At Imbed Biosciences, patient stories are our most prized possession. In the following story, 8 patients with stalled diabetic foot ulcers were treated with Microlyte® Matrix, and all eight patients experienced favorable outcomes.
In a pilot study of Microlyte® Matrix in complex chronic wounds conducted at Mission Hospital (Asheville, NC), six patients with a total of 8 non-healing diabetic foot ulcers (DFUs) were evaluated. Over an average period of 53 weeks, an estimated $132,000 was spent to unsuccessfully treat these 8 DFUs. In this report, we discuss the clinical and economic advantages of Microlyte Matrix treatment on 3 representative DFU cases.
Patient 1: 68 y/o previously treated with a cast, Endoform®, Silvadene® Cream, and Silver Foam, non-healing for 48 weeks, costing approx. $13,000. Patient 2: 47 y/o male previously treated with Antibiotics, Medipore™, non-healing for 41 weeks, costing approx. $11,000. Patient 3: 56 y/o previously treated with Promogran® Prisma, Iodoflex*, non-healing for 61 weeks, costing approx. $17,000
Procedure & Treatment:
Microlyte® Matrix was applied weekly after debridement and followed by standard wound care protocol.
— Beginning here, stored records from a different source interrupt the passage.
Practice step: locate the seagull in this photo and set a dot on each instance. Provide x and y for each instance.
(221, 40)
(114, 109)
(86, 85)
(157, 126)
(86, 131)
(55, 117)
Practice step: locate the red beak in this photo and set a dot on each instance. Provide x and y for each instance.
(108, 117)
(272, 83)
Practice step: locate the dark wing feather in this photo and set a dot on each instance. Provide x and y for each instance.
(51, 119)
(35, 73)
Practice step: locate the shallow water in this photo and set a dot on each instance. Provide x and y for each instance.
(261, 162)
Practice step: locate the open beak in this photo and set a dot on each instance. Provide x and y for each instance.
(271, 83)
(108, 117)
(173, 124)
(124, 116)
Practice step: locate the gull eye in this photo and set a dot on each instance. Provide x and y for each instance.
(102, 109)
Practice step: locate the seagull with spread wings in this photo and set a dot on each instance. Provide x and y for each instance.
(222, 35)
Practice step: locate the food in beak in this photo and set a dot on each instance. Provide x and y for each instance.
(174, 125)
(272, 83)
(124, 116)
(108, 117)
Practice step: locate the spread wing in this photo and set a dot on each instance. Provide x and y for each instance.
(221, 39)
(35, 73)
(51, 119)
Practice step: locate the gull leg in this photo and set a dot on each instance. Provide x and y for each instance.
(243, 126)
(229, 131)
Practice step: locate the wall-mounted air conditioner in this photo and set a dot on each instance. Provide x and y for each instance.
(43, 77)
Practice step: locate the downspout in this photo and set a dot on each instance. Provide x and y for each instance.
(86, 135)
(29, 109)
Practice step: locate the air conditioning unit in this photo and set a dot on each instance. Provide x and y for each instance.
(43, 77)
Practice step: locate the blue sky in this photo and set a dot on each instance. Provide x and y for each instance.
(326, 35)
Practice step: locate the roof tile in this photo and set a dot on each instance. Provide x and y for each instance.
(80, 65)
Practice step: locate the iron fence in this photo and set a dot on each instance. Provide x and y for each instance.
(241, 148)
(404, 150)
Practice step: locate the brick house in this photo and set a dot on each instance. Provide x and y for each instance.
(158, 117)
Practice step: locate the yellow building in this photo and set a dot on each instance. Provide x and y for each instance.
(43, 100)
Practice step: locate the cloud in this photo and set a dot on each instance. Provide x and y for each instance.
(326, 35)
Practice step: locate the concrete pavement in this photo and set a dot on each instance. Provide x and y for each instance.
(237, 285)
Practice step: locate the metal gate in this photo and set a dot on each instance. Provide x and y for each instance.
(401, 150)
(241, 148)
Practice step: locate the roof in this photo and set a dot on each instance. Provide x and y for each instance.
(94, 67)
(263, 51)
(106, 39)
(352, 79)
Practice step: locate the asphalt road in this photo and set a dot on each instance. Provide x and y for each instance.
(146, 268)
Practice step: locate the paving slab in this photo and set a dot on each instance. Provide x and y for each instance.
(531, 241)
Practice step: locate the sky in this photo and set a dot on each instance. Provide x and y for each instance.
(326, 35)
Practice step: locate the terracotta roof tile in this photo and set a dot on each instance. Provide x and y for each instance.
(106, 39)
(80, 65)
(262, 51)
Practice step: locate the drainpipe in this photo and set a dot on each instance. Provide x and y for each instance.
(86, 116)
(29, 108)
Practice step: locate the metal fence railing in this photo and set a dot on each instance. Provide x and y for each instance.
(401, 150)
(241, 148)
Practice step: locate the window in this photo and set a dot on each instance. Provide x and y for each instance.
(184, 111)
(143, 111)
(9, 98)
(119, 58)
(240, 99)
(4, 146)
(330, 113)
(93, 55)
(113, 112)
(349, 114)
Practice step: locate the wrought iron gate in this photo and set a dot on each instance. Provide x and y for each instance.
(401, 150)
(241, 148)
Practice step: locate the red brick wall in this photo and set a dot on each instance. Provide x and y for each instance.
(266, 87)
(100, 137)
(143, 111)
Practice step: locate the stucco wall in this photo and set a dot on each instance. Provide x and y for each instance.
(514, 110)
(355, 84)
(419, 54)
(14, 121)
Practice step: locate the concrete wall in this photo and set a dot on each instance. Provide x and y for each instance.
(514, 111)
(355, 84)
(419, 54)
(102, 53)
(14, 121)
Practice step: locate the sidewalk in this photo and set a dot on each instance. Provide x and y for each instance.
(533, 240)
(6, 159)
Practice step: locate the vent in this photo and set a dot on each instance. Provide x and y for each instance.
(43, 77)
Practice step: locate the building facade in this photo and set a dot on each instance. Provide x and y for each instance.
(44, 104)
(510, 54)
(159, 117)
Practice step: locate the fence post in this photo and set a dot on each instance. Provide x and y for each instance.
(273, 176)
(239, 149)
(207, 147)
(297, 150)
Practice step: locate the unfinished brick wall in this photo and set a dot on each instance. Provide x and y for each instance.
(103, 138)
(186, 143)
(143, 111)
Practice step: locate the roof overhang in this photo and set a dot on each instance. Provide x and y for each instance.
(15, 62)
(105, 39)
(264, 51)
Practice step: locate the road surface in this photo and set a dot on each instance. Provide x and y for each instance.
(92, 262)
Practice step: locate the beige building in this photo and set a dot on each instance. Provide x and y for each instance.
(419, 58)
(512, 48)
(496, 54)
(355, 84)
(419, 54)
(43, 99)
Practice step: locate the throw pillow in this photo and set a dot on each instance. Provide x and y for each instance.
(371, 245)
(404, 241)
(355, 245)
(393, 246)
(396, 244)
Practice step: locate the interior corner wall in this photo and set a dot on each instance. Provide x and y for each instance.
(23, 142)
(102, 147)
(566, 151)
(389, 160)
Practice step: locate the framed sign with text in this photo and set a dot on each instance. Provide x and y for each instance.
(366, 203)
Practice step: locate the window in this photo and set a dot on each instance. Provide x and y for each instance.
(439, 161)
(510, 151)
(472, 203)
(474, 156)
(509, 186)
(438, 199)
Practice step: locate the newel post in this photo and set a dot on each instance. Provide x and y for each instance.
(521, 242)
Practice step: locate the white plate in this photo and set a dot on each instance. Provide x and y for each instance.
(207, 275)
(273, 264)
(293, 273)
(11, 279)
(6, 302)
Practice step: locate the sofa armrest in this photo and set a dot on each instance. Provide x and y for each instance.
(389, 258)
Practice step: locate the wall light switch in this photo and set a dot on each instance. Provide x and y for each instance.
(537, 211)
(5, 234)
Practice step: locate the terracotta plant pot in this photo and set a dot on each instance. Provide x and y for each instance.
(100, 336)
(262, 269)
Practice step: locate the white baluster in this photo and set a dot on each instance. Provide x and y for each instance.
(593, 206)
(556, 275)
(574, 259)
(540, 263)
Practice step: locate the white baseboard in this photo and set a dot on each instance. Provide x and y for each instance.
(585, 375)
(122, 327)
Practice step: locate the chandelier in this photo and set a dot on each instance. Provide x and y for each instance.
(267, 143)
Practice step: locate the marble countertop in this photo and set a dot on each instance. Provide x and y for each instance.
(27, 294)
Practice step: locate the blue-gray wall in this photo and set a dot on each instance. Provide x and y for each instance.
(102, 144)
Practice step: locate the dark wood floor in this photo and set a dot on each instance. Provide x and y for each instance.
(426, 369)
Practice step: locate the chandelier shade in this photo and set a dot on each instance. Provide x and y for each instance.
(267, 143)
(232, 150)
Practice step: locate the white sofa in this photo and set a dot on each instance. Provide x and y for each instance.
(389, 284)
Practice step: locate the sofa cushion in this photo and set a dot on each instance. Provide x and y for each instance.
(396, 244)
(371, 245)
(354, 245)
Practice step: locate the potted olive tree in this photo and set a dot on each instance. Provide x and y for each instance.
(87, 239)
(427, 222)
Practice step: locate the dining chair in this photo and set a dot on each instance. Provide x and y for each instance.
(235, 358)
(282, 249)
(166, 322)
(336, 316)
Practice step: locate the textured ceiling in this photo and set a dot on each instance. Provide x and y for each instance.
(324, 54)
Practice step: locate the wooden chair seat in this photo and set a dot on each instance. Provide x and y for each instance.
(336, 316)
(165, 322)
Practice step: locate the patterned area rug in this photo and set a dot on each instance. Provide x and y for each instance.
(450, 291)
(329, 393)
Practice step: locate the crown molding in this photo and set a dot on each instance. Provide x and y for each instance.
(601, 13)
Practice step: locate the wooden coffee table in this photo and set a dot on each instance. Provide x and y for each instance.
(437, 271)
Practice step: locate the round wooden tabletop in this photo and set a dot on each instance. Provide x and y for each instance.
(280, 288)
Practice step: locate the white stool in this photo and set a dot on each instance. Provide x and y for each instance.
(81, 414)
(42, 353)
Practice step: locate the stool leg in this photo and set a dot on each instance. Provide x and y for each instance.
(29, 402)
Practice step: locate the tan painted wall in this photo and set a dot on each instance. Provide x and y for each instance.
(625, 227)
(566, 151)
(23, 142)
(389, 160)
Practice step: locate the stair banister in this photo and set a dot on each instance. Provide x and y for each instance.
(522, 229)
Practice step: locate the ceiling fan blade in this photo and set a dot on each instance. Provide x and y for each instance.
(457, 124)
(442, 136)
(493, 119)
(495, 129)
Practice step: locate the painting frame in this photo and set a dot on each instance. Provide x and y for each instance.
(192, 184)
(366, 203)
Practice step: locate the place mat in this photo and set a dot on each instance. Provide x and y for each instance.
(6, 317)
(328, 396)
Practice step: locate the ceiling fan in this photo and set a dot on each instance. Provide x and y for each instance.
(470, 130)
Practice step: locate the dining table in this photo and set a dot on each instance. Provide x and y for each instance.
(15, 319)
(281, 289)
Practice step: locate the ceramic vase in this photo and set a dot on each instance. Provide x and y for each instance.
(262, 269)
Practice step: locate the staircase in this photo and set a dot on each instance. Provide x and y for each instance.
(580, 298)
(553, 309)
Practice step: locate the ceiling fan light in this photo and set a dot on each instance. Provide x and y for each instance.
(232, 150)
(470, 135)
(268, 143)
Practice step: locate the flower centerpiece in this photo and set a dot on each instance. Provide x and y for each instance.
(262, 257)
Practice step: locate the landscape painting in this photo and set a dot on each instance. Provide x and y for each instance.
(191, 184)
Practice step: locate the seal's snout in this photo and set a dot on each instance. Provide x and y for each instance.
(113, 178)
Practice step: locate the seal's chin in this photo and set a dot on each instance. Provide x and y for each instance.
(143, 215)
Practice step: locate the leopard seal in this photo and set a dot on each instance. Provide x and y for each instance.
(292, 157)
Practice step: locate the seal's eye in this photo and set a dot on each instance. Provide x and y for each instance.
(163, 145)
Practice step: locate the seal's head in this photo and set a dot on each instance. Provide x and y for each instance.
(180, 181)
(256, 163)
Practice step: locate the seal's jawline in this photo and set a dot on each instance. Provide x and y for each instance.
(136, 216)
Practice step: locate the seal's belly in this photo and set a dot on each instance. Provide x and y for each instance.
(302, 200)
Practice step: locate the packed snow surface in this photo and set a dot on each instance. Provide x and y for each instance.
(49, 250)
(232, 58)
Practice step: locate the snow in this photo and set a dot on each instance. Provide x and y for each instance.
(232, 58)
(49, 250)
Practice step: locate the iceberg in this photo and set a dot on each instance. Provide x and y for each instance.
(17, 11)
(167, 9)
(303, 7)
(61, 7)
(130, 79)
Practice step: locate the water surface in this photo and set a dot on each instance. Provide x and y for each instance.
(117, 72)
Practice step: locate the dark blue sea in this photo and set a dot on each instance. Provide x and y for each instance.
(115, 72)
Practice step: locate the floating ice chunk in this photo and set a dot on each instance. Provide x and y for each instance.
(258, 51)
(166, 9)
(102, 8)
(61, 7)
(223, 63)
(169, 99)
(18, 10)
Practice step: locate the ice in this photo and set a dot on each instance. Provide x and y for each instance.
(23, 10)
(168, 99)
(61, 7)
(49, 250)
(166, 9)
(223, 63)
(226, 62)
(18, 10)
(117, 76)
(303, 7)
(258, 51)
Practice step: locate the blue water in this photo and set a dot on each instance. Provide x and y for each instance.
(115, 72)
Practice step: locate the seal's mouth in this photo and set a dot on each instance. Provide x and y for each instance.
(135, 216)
After Microlyte® Matrix treatment for an average of 5 weeks, approximately $12,000 was spent to treat all 8 DFU and resulted in average closure of almost 80%. This reflects a 90% reduction in cost-of-care to accomplish varying, but substantial, degrees of closure in non-healing wounds. Treatment for patients 1, 2 and 3 cost $2,400, $705 and $3,019, respectively. Furthermore, no pain during application or secondary dressing change was reported.
In addition to improving patient outcomes and quality of life, faster healing of DFUs will allow clinics to generate higher revenues through increased patient volume while decreasing the risk for nosocomial infections in the at-risk diabetic patient population. Furthermore, the Matrix is compatible with other adjunctive wound care therapies and traditional wound care regimens, which makes it easily adoptable by wound care clinics, thereby increasing overall treatment.
Schmidt, Brian M., et al. “Strategies to reduce severe diabetic foot infections and complications during epidemics (STRIDE).” Journal of diabetes and its complications 34.11 (2020): 107691.
In just one week, Schmidt et al developed a triage system (S.T.R.I.D.E) to prevent an increase in DFU-mediated amputations despite logistical complications imposed by Covid-19. First, clinicians determined if patients were high risk (ex; infected DFU) medium risk (foot deformity) or low risk (diabetics actively in rehab). Second, clinicians were organized into groups conducting inpatient, outpatient or virtual visits with built-in rest/isolation periods. Third, patients identified as at-risk via telemedicine were sent to the in-patient or out-patient clinician depending on their risk category. Altogether, DFU amputation rates did not increase compared to similar time periods in pre-pandemic times. Good job, Michigan Medicine!